ATLANTA – Team USA, the current and back-to-back World Cup Power Soccer champions, will play exhibition games at Medtrade, the nation’s premiere trade show dedicated to the home medical equipment (HME) industry.
Power Soccer is the first and only competitive team sport developed specifically for power wheelchair users. Athletes’ disabilities include quadriplegia, multiple sclerosis, muscular dystrophy, cerebral palsy, and many others.
“It means so much to play for our country and to wear the red, white and blue,” said Pete Winslow, a 22-year-old Team USA player from Woodbury, Minn. “This is the highest level of competition for our sport, and I am happy to be a part of something bigger than myself. I also want to make history and to be a part of a team that wins three straight World Cups.”
Media outlets in the Atlanta area have a rare chance to see Team USA in action. Exhibition games will be played Tuesday, Nov 1, at the Georgia World Congress Center in Atlanta. The first game will take place at 11:00 a.m., and the second at 1:00 p.m. The court of play will be just off the center aisle, adjacent to the 700 Aisle in Building C (Halls 1-3).
Prior to the demonstration games, the team will be introduced during the American Association for Homecare Washington Update, scheduled for Tuesday, Nov 1, from 8:00 a.m. – 9:45 a.m., in Auditorium C101 at the Georgia World Congress Center in Atlanta.

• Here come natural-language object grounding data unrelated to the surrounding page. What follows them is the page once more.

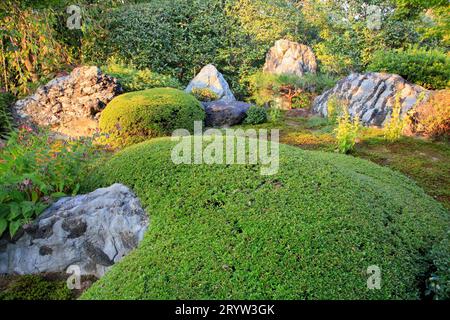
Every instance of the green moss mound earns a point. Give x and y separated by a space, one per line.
136 116
308 232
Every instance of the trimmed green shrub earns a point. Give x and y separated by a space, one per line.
136 116
256 115
6 123
133 79
428 68
308 232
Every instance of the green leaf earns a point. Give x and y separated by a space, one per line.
13 227
3 225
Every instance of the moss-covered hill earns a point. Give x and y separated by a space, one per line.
308 232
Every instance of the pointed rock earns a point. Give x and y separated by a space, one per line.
287 57
372 96
209 77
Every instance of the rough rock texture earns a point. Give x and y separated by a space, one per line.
290 57
220 113
209 77
372 96
69 104
93 231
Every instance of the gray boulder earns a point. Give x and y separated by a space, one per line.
209 77
223 114
372 96
70 104
93 231
287 57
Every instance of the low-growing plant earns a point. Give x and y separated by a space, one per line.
432 118
347 132
267 88
204 94
6 123
137 116
256 115
34 170
274 115
133 79
393 129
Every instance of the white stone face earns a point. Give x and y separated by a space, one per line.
209 77
372 96
287 57
93 231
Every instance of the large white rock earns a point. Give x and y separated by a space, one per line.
209 77
92 231
287 57
372 96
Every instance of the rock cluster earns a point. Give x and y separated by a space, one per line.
209 77
224 114
69 104
91 231
372 96
287 57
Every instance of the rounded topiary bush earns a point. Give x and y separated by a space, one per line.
136 116
308 232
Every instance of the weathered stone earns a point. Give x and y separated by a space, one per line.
220 113
93 231
209 77
372 96
69 104
287 57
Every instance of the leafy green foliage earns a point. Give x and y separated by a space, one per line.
342 40
132 79
395 125
204 94
181 37
308 232
6 123
136 116
35 287
428 68
274 115
256 115
34 170
439 282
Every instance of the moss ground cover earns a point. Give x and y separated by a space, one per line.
308 232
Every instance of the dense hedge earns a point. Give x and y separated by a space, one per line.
308 232
139 115
428 68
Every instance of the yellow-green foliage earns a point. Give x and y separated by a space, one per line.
136 116
394 127
204 94
347 132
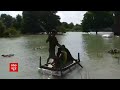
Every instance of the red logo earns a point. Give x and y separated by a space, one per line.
13 67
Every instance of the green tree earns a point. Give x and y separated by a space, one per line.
95 20
18 22
2 28
71 25
7 20
40 21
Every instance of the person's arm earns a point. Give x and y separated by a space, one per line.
57 43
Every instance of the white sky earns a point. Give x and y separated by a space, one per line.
66 16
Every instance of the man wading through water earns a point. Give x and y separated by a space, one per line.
52 44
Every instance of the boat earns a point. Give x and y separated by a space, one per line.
59 71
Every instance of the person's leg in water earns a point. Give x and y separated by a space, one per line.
56 62
51 54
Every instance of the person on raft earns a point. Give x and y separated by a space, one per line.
53 42
63 56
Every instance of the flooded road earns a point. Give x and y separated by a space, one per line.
97 63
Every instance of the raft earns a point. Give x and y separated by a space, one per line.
61 69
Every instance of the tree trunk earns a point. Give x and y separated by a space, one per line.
116 28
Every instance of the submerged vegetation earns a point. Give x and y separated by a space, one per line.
34 22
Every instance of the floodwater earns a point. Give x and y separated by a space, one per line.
96 62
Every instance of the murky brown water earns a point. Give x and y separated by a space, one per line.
93 49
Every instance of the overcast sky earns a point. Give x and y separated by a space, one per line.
66 16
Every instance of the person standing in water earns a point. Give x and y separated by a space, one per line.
53 42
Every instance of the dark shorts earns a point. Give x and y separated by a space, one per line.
51 53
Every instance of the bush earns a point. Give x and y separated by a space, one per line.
11 32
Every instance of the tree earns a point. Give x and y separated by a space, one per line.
40 21
116 26
2 28
18 22
71 25
7 20
95 20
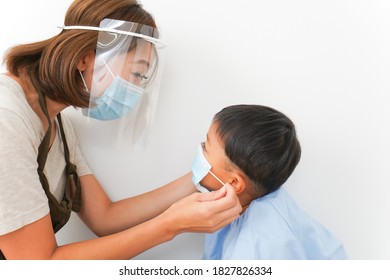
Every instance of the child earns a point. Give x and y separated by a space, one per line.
255 149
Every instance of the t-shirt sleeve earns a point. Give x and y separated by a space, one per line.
22 198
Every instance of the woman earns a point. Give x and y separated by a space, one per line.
105 53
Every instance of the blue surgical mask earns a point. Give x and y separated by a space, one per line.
200 168
119 99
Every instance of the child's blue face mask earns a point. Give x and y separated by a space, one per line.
200 168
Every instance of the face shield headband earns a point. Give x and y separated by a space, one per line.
126 77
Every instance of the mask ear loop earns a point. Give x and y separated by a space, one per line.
108 67
216 178
85 84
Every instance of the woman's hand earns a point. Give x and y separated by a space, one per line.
204 212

United States Rep Tom Price (R-Ga) is also confirmed for the AAHomecare Washington Update. Prior to serving in Congress, Price earned an M.D. at the University of Michigan and practiced for nearly two decades as an orthopedic surgeon. Dr. Price has extensive knowledge of the benefits of home medical equipment (HME) and has proposed legislation to help the industry solve various problems.
The Game of Power Soccer
Most sports authorities agree that soccer is the world’s most popular sport—whether based on most fans, most participants, or whatever other definition is used to determine popularity. Many games have descended from the sport, and variations have developed from the game. Some were developed out of necessity, while others were modified to cater to people with disabilities.
Powerchair Football (aka Power Soccer) hopes to qualify the sport for inclusion in the Paralympics in the near future. Founded in France in 1978, today the game is played in 27 countries governed by the Fédération Internationale of Powerchair Football Association (FIPFA).

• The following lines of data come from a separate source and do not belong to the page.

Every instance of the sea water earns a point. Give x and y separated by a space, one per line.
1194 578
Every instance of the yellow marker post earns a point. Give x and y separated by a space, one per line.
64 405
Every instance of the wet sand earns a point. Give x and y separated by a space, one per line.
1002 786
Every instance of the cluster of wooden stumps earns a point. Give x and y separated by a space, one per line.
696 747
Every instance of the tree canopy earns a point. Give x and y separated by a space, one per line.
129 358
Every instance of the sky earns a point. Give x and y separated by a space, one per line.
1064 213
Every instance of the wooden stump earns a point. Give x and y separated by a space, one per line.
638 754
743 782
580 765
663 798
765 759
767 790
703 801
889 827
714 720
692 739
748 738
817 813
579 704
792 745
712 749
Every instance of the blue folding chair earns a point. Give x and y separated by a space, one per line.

Thanks to the United States Power Soccer Association (USPSA), the sport became more widespread in the United States in 2006. International World Cup competition began in 2007, with Japan serving as the first host country. France hosted the second World Cup in 2011.
Both World Cups were won by the USA team. Players for Team USA are selected from over 60 club teams currently playing the sport in the United States. USPSA will host the third Powerchair Football World Cup in Kissimmee, Fla, July 5-9, 2017.

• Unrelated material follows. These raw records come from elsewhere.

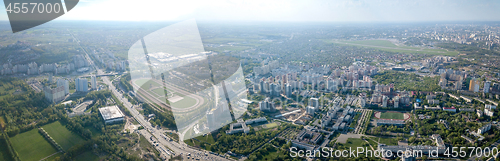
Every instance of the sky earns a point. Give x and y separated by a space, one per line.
284 10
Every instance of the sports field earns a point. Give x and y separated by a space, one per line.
386 45
62 136
31 146
4 151
392 115
183 102
270 125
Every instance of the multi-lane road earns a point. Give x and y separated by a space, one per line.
173 148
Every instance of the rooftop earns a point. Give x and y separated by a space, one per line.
111 112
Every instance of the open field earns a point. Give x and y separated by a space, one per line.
383 140
31 146
4 151
87 156
207 138
270 125
62 136
354 143
390 115
185 102
386 45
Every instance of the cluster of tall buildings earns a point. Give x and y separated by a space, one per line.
266 66
384 95
81 85
338 117
313 106
109 61
450 75
33 68
267 105
437 61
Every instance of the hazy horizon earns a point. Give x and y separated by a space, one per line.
285 11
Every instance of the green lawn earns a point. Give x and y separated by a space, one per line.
94 131
354 143
392 115
4 151
386 45
386 141
173 136
31 146
62 136
270 125
87 156
143 85
184 103
207 138
144 143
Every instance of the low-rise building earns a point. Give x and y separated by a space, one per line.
450 109
390 122
111 114
484 129
488 112
238 127
307 139
54 95
479 113
467 109
433 101
490 106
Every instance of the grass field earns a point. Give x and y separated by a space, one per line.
354 143
87 156
143 85
386 45
270 125
184 103
62 136
4 151
207 138
386 141
31 146
392 115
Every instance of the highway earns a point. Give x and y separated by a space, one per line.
149 131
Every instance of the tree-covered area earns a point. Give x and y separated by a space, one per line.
242 143
28 110
165 119
458 125
125 82
23 111
408 82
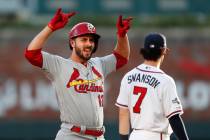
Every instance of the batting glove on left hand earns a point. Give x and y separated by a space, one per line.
123 25
60 19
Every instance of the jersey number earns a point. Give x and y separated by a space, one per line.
139 90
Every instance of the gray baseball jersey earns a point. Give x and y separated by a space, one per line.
79 88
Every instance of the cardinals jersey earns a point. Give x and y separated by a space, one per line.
79 88
151 97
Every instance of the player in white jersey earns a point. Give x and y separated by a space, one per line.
79 79
148 98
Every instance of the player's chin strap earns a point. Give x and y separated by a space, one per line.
124 137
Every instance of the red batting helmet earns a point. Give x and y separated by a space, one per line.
84 28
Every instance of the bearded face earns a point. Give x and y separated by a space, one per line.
84 46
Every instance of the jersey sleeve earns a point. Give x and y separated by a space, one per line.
51 63
122 100
108 64
171 101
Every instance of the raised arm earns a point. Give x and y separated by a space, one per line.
59 20
123 46
33 51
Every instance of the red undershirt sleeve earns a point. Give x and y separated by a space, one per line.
34 57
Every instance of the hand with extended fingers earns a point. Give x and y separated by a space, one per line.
60 19
123 25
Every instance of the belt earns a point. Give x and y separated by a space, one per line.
84 131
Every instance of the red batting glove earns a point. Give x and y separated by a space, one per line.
60 19
123 25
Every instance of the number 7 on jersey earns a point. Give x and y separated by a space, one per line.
139 90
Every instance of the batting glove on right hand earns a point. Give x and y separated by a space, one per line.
60 19
123 25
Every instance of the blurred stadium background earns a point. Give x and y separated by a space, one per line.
28 108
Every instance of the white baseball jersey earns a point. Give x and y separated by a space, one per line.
79 88
151 97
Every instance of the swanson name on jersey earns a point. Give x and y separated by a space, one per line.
143 78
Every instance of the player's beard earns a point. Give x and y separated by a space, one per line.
82 54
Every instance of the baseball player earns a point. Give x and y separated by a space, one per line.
148 97
79 79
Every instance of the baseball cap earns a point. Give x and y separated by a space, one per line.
155 40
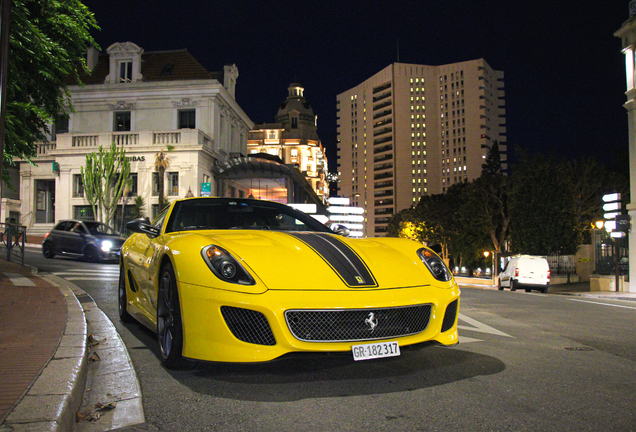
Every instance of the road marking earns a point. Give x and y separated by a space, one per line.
478 326
18 280
466 339
604 304
91 279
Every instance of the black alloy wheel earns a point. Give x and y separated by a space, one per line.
124 316
90 254
47 250
169 326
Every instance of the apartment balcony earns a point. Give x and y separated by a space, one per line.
383 149
73 142
380 97
381 105
383 113
383 158
382 194
383 175
382 131
383 166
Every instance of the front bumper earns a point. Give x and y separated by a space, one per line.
207 336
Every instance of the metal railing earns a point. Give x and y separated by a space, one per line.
13 238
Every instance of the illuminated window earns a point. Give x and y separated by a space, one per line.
125 71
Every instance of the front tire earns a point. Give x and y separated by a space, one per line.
48 250
124 316
169 325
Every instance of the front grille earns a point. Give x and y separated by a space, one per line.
357 324
248 325
449 316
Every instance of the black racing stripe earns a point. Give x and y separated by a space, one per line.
345 262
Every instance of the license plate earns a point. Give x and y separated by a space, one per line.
375 350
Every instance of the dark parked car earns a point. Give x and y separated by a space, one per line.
94 241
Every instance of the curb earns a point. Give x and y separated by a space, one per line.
60 392
598 296
53 399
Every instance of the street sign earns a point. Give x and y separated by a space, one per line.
206 189
612 206
611 197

“Power Soccer is not just about winning and losing,” says Dominic Russo, USPSA president. “Life skills are developed to prepare these people for contributions to an independent lifestyle and productive contribution to society. All they need is a little help to discover their abilities, and power soccer helps to facilitate that end.”
The game is usually played in a gymnasium on a regulation basketball court. Two teams of four players attack, defend, pass and spin-kick a 13-inch soccer ball in a fast, skilled, and challenging game similar to the able-bodied game. Four major Championship Cup competitions are held annually around the United States, all sponsored by MK Battery, one of the world’s leading suppliers of batteries used in power mobility equipment, and the Official Sponsor of the USPSA and Team USA.
“This is an expensive sport for traveling to regional and international competitions,” says Wayne Merdinger, executive vice president and general manager of MK Battery, the main sponsor and official battery of U.S. Power Soccer. “Transporting competition-level wheelchairs and other specialized equipment for both the personal needs of players and for the games are big issues for the athletes, families and the fledgling not-for-profit. They require personal attendants, staff, referees, facilities and other costs typically associated with major sporting events. We encourage other corporations and individuals to step up and sponsor this worthy sport, especially for the tax deductible costs associated with the upcoming World Cup next year in Florida.”